Personally I agree with Sustainable research software manifesto that I’m quoting here:
We believe that the full benefits of software in research will only be realised when software is accepted as a valid research output.
We call for all researchers to have access to basic software training to help them harness the power of software for their research.
We say that there must be reward and recognition for Research Software Engineers: the people who contribute to research by developing software.
Finally, we argue that good software practices create better software, and that better software improves the reproducibility and reusability of research.
In more details, we need clear commitment from university directors, adjustments in academic and financial incentives to make open pratices attreactive ja substantial reformulation of doctoral training. At the same time it is important to bear in mind that cultural changes do not occur from above.

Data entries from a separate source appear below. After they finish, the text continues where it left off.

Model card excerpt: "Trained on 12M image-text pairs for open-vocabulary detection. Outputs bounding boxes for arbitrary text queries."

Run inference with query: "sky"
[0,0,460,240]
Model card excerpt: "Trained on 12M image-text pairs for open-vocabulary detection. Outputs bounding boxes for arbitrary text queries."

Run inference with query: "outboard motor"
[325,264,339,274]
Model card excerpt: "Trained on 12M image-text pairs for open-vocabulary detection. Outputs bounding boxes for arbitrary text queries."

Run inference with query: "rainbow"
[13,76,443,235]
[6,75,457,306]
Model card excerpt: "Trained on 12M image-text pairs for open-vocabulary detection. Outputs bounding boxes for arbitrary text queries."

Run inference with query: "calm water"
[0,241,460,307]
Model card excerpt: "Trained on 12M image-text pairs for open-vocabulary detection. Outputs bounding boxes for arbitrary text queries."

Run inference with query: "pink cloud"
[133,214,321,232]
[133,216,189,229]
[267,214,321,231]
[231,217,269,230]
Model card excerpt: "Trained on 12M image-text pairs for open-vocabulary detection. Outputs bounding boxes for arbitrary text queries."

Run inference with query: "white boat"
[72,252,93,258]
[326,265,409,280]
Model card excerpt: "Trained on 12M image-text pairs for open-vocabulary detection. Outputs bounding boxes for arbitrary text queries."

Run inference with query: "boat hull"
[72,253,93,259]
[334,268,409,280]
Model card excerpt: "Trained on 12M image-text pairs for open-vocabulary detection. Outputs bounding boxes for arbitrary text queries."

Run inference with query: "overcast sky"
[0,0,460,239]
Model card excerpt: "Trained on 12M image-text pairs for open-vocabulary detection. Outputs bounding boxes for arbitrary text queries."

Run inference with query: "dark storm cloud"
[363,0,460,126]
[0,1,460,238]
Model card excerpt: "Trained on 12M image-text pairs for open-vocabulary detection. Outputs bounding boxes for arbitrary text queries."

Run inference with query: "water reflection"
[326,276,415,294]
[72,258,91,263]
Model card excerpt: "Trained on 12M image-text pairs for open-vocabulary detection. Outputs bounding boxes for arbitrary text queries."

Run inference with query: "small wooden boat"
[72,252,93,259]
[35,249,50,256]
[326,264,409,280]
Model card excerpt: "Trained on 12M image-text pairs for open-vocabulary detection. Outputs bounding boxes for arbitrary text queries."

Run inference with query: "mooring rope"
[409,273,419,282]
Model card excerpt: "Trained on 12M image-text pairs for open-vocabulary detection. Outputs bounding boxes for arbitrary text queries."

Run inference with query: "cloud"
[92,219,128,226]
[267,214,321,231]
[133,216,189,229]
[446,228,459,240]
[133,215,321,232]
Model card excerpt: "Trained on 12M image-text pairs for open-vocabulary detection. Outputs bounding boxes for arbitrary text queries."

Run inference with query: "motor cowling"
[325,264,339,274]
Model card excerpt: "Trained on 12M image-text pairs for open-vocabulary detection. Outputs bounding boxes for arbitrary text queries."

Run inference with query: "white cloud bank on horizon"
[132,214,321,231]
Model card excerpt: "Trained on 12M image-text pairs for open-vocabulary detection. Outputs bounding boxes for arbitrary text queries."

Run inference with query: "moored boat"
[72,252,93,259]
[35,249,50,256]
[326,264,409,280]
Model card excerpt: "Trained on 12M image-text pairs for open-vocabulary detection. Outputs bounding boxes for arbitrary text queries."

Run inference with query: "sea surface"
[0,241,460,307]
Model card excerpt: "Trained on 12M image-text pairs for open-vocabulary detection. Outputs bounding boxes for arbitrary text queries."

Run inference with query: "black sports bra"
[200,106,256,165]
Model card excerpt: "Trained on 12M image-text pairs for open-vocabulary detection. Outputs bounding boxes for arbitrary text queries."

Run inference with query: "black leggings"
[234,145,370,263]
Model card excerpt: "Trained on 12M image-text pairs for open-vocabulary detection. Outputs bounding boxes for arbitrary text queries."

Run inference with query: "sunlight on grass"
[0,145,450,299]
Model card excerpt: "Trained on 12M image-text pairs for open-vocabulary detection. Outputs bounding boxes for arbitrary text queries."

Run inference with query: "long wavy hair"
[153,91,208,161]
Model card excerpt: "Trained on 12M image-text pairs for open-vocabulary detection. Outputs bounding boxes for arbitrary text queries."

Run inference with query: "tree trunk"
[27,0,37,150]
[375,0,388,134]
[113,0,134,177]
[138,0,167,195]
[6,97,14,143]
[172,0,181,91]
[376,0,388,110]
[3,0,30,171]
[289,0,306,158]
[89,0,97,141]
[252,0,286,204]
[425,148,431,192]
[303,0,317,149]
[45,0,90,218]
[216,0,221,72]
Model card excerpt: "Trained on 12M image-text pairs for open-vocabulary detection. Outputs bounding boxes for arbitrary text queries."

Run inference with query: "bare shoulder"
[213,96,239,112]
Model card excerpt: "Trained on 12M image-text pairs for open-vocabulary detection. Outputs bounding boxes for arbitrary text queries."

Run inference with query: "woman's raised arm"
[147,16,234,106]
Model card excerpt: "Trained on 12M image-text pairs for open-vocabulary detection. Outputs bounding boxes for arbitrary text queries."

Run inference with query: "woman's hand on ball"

Currently, in my experience, there is a increasing outflow of good researchers from university. In many cases there are more push factors, than pull factors. Another timely topic is the academic unemployment, that applies more and more to researcher with doctoral degree. There have been comments on low labour market capabilities of researchers. Personally, I was delighted to read earlier this year from 2014 Dice Tech Salary Survey that R-language skills were returning the highest salaries in US tech sector in last year. Most probably value of these methods increases also here in Finland. Therefore, I wish that universities and reseach organisations, across disciplines, will do their best to lessen the push factors and promote these new open research methods to create more pull factors for graduating researchers.
Thank you for this opportunity! Keep up the great work!